I’m Ragist*, I’m organised and I’m effective

This year I once again boycotted Christmas. I went to parties and enjoyed the company of others but when it came to the, exchange of gifts ritual, I declined to be involved. My family are aware of my position and now accept it in a slightly uncomfortable way as if I were some kind of recovering alcoholic abandoned amidst their alcohol fuelled revelry.

It has taken me years of reasoned argument followed by actions of sheer bloody mindedness (after I discovered that reasoned argument had no effect) to achieve this state of acceptance. It has not all been in vain though. My bow wave of resistance has slowly rippled through to my immediate family and although they still exchange gifts,  each member now only buys one gift of limited value in a ’secret Santa’  scheme. This is at least better than the indiscriminate orgy of consumerism that existed before my intervention.

This year, I felt the need to explain to people outside of my family my environmental position a lot more succinctly and effectively. I realised that the word ‘environmentalist’ was too vague and limited for what I wanted to communicate and so I looked for examples that are around today that achieve an immediate understanding of a concept. I found the word ‘vegan’ to be particularly potent.

There is no equivocation with this term. A vegan is a hard core vegetarian who does not exploit animals in any harmful way. There may be the odd grey area – eating honey or not – but the concept is well understood and respected by everyone familiar with the term.

Such a word was needed for my purposes. A term that described in an instant my position regarding the senseless waste and destruction of the planets resources, a term that identified me with other members of the movement so that every time someone heard the term, an image of a growing army was formed in their imaginations. And this army would have power. As my post title suggests, we would be organised and have the ability to impose that power onto deserving targets.

Thus, a new member would perhaps send an email to all their family and friends and announce their conversion to Ragism. Some might ask, ‘what is that? and an explanation would be offered – “we aim to smash the marketplace.”

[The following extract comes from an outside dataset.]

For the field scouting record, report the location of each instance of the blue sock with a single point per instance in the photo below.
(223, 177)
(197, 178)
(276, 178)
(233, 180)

Immediately, the recipient would understand that this person chooses to ‘conserve’ rather than destroy (except that which is most destructive to the planet) and that Christmas in particular is a focal point of their beliefs. They would learn that a Ragist does not believe that consumerism is a necessary part of the economy and they would know that a Ragist does not buy anything that is not needed. As a result, they should not expect any Christmas cards or gifts from a Ragist. The more committed Ragists will even refuse to accept any gifts bought for them at Christmas time should someone feel the need to challenge their beliefs. Thus, if you are ever asked “What do you want for Christmas?” you need only reply, “It’s OK, I’m Ragist.”

In exactly the same way that Christianity usurped the Saturnalia celebrations to further its own ends, so will Ragism hijack the Christmas period to further its anti consumerist/pro conservationist message. In fact the winter solstice would be a good day to nominate as ‘Ragist day’.

Eventually I see the movement extending its influence by organising damaging boycotts on certain practices or companies it finds particularly destructive and which are vulnerable to such boycotts.

Here is a start of some other ideas that can be associated with Ragism as it grows into a quasi belief system.

  • I am cynical of mainstream media.
  • I collaborate rather than compete.
  • My passport is a badge of my oppression; I belong to the earth.
  • I do not accept that selfishness is the inevitable motivating force in society.
  • I respect and observe rituals that reconnect me with nature.

*Ragist is a suggested name, partly due to my Rage Club and partly due to the successful campaign to get Rage Against the Machine to be the Christmas number one (I am ware of the irony – you had to buy product A to prevent product B from being the most popular, however the symbolic nature of the campaign is useful).